With trick-or-treaters advised to stay off storm-wrecked streets this Halloween, candy and other merchandise associated with the holiday has lingered in stores.
Sales of Halloween candy, costumes, and decorations were projected to hit $8 million in the U.S. this year, according to the National Retail Federation, but with many customers reeling from Hurricane Sandy, and many stores still without power, that figure could look very different.
Shelves stocked with bags of "fun-size" Halloween candy remained full as retailers took stock of the loss and hoped that delayed festivities in November might make up the difference.
Nanci Lewis, owner of Sweet Rexie's in Fairfield, only got power back at her store on Wednesday morning, after closing the shop on Sunday night ahead of the storm. She still has plenty of Halloween-themed supplies, like gummy spiders, ghost-shaped peeps, spiderweb cotton candy and pumpkin-flavored truffles, as well as the types of packaged candy usually tossed into trick-or-treaters' bags.
"It's drastically affected me because my biggest days are the ones before Halloween," Lewis said. "We did sell stuff on the weekend, but I'm not sure what we'll do with" the leftovers.
At one Walgreens in Stamford, shelves are not nearly as empty as they would be on a normal Halloween, according to a store manager. The candy and costumes will be kept through the weekend and sold at a discount.

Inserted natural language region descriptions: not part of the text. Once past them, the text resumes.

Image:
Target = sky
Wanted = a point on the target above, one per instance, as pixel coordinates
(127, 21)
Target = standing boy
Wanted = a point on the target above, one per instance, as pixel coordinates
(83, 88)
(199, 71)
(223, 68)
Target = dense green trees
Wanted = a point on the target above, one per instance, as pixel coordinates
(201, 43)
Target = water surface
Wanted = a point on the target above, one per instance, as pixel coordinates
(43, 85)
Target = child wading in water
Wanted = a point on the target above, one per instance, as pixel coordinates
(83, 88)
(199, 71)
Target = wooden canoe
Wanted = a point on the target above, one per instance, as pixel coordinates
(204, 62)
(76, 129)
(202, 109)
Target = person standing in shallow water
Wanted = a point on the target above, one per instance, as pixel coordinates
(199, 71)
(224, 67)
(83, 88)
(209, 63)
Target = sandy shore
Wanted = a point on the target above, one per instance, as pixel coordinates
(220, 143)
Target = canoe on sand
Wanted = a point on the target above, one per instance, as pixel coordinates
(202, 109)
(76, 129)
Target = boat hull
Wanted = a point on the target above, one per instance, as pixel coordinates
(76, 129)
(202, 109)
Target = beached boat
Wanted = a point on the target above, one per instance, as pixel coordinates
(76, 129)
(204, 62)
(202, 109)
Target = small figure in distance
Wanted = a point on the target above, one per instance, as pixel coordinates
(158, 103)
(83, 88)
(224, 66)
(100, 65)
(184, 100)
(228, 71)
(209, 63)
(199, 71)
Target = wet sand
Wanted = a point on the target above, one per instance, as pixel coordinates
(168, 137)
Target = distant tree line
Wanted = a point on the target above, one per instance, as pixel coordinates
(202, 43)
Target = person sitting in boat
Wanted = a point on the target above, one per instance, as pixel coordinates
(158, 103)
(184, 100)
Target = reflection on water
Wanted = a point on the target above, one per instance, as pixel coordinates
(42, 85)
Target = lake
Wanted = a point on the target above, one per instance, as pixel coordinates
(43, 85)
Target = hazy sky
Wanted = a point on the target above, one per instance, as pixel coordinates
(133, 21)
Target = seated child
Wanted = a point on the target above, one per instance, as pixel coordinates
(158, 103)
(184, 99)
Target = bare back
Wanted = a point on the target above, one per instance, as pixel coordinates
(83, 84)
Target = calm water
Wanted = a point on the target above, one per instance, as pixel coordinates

Branches of the Grade A Shoprite in Stamford also felt the effects of subdued Halloween sales, although the stores, many of which were still closed Wednesday, were dealing other-storm related problems. Still, one Stamford location manager noted that candy sales had been normal up until Saturday, when residents began preparing for the storm.
The U.S. Census Bureau had previously estimated that about 41 million children between ages 5 and 14 would be out on the streets trick-or-treating this year; but for those living in Hurricane Sandy's wake, the numbers will likely be much smaller than usual.
Officials in several local towns are encouraging parents and children to curtail or forgo door-to-door expeditions, for safety reasons following the storm amid blackouts, downed power lines and fallen trees.
Some towns, including Fairfield, are postponing Halloween events until next week or a later date, though Lewis is not sure how much this will help her sales at Sweet Rexie's. She usually sells candy for school events and private party favors, but is assuming those will not bounce back.
"I don't think those are going to happen," Lewis said. "People are cleaning up and have other priorities."